Juninho and Albert Adomah won’t be the only prominent Teesside links on show as the World Cup kicks off this week.
Researchers on the £2.6m Heritage Lottery Fund supported Tees Transporter Bridge Visitor Experience Project have uncovered hundreds of images at Teesside Archives of the Rio-Niteroi Bridge, built by Cleveland Bridge and Redpath Dorman Long and one of Host City Rio’s main transport connections for millions of fans attending the World Cup Finals.
Constructed in the early 1970s by a consortium of companies with Cleveland Bridge and Redpath Dorman Long as the main contractors, the Bridge spans 14 kilometres across the Guanabara Bay in Rio de Janeiro and was the fifth longest road crossing in the world when opened in 1974.
Connecting Rio and Niteroi, the structure was hailed as ‘a striking example of Anglo-Brazilian co-operation’.
The Teesside Archives’ Cleveland Bridge Collection material includes documents reporting on the history of the bridge, diagrams, maps and hundreds of photographs of the bridge during construction.

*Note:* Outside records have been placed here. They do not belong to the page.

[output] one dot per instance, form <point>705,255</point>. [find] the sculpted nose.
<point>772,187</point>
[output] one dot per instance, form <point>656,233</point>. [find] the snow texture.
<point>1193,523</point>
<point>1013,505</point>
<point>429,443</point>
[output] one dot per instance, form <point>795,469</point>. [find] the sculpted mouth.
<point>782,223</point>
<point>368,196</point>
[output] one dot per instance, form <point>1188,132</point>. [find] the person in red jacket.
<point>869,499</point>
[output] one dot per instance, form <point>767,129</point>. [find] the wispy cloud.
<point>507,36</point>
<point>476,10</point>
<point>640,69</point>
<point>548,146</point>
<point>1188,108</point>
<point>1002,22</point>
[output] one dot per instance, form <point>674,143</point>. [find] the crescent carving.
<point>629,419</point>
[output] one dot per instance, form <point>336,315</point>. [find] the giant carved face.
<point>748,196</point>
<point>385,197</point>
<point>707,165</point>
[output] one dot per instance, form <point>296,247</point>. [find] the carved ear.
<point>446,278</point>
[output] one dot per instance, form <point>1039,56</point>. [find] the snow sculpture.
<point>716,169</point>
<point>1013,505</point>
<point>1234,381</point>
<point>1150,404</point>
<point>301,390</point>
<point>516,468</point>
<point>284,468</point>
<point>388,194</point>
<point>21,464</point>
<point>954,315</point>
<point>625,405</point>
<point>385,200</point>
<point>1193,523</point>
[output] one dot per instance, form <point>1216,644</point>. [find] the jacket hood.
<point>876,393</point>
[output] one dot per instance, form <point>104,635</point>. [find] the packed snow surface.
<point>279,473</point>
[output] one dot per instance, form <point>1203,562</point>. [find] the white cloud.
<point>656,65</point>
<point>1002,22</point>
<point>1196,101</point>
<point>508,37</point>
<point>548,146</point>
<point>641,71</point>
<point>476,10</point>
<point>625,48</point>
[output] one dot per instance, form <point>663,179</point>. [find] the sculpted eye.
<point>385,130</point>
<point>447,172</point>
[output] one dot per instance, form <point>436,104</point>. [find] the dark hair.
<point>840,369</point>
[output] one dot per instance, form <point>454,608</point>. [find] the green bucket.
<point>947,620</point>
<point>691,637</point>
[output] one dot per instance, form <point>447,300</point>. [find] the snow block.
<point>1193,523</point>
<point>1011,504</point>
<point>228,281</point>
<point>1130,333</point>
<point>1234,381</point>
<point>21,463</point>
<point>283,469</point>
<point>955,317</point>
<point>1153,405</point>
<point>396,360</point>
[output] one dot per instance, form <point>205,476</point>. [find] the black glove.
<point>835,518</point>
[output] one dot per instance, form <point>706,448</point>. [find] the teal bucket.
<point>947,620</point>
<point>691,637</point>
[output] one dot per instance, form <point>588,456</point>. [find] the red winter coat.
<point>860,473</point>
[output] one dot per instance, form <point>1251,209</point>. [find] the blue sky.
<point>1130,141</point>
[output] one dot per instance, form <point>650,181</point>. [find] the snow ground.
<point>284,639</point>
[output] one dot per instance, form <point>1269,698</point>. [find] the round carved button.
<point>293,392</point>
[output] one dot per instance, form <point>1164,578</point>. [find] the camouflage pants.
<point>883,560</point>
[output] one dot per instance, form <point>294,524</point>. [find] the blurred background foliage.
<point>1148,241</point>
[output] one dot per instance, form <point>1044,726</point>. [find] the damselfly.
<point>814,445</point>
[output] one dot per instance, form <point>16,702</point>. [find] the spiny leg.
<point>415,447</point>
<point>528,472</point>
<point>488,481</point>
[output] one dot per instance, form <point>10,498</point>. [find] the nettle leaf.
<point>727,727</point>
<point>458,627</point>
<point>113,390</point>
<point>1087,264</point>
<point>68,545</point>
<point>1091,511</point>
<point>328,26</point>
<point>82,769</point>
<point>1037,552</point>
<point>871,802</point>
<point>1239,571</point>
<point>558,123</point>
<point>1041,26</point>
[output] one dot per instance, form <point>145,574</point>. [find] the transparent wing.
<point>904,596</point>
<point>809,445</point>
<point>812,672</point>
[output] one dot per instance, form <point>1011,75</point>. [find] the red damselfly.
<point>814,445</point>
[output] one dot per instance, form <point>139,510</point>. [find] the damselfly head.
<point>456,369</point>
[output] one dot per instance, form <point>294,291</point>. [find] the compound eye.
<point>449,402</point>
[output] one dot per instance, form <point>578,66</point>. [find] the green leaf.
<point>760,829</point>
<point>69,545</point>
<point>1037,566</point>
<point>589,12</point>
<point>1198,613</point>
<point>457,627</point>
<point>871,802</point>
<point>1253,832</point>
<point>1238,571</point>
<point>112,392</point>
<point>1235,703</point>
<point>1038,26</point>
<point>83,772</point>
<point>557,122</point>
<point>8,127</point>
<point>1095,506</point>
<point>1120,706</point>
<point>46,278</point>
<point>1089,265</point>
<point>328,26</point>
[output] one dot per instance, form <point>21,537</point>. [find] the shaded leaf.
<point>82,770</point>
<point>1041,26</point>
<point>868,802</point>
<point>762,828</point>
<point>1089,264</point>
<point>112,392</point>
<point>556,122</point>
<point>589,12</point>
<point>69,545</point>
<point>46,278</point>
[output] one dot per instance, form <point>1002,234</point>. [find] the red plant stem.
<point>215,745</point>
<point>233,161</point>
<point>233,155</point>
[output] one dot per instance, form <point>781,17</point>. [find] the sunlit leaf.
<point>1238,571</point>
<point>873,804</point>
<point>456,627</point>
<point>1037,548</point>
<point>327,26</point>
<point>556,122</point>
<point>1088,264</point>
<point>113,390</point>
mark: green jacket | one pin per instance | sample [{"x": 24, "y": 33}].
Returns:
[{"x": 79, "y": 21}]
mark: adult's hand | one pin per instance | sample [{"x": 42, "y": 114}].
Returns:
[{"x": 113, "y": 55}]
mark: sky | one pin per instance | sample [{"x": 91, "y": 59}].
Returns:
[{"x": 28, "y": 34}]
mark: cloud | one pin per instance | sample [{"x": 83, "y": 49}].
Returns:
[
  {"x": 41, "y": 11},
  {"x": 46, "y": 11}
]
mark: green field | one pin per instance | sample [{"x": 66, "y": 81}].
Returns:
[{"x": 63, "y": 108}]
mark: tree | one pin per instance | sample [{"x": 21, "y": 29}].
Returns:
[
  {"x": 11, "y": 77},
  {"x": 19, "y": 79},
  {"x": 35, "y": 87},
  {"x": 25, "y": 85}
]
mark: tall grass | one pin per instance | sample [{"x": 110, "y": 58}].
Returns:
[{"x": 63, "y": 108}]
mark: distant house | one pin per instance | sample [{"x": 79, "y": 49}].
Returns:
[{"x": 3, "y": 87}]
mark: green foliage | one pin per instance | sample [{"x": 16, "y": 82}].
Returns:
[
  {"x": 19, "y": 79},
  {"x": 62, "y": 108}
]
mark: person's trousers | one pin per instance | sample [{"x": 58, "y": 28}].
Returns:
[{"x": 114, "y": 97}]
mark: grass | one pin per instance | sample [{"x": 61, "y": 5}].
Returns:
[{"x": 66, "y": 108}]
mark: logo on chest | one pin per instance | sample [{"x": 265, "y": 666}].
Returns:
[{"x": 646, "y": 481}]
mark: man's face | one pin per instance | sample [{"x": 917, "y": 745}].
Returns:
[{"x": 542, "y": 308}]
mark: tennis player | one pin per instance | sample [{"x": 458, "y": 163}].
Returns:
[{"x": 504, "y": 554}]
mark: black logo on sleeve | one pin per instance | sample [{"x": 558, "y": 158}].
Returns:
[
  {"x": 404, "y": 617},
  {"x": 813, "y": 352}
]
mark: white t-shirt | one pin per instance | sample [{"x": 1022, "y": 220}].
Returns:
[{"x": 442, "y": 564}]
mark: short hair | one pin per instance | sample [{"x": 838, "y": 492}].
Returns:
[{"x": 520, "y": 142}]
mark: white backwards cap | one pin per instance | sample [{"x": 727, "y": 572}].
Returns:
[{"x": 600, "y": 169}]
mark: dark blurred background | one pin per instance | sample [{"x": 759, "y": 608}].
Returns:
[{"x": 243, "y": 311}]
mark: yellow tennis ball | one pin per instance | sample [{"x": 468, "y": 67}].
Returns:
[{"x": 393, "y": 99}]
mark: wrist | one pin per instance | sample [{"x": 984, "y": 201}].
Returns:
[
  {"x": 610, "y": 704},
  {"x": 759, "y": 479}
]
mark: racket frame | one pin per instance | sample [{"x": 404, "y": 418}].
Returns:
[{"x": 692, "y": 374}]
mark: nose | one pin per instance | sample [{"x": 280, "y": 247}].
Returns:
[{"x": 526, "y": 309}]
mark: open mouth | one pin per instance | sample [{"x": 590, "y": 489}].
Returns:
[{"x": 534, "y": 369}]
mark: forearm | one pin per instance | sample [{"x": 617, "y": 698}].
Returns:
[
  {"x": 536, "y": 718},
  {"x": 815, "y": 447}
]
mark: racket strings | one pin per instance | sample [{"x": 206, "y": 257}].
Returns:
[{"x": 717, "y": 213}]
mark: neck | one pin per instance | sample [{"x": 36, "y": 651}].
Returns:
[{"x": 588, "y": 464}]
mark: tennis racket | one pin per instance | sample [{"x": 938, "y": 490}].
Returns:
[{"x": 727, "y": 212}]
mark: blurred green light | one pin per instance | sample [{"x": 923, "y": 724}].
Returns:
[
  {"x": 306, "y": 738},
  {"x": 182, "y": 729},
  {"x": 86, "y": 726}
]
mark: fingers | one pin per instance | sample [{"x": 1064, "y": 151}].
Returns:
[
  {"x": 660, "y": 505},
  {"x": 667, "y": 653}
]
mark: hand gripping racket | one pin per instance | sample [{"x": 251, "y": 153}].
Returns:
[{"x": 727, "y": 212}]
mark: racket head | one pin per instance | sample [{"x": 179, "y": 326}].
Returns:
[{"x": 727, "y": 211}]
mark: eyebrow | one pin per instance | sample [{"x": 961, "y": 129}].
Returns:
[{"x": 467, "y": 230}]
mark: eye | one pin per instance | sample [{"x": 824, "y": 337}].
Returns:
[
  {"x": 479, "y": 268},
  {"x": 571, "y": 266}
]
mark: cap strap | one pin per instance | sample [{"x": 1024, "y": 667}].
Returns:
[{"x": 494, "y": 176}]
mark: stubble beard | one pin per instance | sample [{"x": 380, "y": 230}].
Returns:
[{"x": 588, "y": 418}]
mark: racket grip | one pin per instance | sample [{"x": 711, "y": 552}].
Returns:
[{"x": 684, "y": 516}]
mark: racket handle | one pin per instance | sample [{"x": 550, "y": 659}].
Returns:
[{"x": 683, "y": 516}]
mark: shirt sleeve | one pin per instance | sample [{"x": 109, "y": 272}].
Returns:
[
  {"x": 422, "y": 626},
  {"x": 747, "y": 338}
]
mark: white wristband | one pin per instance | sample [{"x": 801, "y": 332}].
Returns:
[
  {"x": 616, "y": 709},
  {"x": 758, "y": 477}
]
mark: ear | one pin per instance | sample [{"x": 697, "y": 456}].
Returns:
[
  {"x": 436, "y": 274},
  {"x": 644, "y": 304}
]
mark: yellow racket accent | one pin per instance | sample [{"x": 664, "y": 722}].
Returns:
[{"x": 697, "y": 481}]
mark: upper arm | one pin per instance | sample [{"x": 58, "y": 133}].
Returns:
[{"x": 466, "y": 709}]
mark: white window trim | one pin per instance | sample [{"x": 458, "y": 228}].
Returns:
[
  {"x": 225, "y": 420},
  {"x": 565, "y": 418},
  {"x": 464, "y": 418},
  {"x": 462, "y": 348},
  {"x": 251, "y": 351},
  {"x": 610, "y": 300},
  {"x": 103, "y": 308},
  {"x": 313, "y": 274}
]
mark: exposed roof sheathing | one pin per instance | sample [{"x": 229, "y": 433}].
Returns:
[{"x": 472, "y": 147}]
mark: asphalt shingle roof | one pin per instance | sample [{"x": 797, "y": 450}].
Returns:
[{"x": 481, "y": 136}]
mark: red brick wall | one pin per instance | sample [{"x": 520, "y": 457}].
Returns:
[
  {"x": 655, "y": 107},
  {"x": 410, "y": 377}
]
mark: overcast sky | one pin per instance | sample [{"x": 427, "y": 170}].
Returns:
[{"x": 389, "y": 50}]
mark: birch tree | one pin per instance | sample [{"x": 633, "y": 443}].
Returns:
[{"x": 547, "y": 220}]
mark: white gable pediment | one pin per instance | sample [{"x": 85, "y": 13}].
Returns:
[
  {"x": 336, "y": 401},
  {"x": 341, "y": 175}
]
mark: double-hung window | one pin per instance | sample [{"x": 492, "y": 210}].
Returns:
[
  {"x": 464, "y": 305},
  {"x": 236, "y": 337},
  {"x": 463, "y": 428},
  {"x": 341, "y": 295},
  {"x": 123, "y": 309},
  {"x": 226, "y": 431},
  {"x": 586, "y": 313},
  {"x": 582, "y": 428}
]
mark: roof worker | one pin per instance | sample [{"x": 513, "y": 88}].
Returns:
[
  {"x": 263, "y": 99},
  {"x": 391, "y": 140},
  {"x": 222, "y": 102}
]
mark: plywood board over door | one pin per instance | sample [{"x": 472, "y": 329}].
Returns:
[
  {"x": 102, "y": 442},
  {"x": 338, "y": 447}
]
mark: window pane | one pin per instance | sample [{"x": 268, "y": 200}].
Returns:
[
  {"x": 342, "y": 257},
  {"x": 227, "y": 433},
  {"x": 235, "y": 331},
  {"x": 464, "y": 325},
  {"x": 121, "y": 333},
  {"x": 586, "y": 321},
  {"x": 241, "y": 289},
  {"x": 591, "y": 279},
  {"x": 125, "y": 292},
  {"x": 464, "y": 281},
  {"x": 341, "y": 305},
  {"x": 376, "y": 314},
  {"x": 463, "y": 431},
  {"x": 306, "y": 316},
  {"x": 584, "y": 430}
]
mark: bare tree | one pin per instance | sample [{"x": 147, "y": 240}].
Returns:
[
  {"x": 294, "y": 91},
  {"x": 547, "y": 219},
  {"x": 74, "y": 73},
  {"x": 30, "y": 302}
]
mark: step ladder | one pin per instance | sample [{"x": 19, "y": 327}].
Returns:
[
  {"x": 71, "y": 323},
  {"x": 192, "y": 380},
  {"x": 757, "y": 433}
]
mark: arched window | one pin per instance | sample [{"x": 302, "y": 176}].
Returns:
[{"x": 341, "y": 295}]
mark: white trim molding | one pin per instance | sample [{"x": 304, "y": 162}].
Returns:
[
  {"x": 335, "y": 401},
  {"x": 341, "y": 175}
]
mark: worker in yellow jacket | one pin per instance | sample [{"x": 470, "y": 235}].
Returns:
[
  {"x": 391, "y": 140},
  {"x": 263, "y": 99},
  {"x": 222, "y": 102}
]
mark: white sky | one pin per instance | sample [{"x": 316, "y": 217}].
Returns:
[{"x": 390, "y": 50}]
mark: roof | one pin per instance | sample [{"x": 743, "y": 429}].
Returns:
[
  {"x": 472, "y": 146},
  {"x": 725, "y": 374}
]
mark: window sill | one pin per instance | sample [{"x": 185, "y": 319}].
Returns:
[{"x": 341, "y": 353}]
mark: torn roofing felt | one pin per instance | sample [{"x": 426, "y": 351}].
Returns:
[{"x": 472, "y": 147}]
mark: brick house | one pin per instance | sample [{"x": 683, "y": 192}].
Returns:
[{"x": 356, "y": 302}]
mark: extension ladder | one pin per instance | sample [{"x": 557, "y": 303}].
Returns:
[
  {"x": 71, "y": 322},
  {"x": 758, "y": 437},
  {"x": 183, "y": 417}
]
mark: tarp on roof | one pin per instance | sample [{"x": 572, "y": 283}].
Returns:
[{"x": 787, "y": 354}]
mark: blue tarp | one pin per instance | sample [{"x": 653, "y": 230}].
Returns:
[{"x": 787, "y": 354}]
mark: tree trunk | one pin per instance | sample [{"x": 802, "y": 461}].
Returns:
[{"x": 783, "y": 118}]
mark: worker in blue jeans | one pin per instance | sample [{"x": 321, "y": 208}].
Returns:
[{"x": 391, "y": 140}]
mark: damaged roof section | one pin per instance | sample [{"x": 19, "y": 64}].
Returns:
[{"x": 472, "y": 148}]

A selection of the images will be available to view on the Transporter Bridge’s website, Facebook and Twitter pages, with plans in the long-term to work with Teesside Archives to catalogue, digitise and promote the unique bridge and engineering collection for use in education activities.
Teesside University History student Tim Butler, who is working on the Project as part of the Teesside University BOOST Summer Placements Programme, said: “The Teesside Archives images provide a unique insight into bridge building history.
“The hundreds of photographs show the bridge at various stages and also include images of Rio, the iconic Guanabara Bay and many construction workers.
“It is fascinating to learn how two local firms played such a vital role in building the Rio-Niteroi Bridge which is one of the main links for fans visiting the World Cup in Rio and will feature on televisions broadcasts to millions across the globe.”
Tees Transporter Bridge Education, Learning and Events Officer Tosh Warwick said: “From South Bank to Sydney and Ruswarp to Rio, the yet to be catalogued Cleveland Bridge Collection spans the world and is an important resource in understanding the central role the Tees Valley played in connecting communities across the world.
“We are absolutely delighted that through working with the staff at Teesside Archives and the Teesside University BOOST programme we are able to share a small selection of the material with the wider public.”
The ‘Bridging the World’ Exhibition featuring other Cleveland Bridge and Dorman Long structures across the world including Sydney Harbour Bridge continues at the Transporter Bridge Visitor Centre alongside the Remembering Our War Exhibition (running until Sunday, June 22).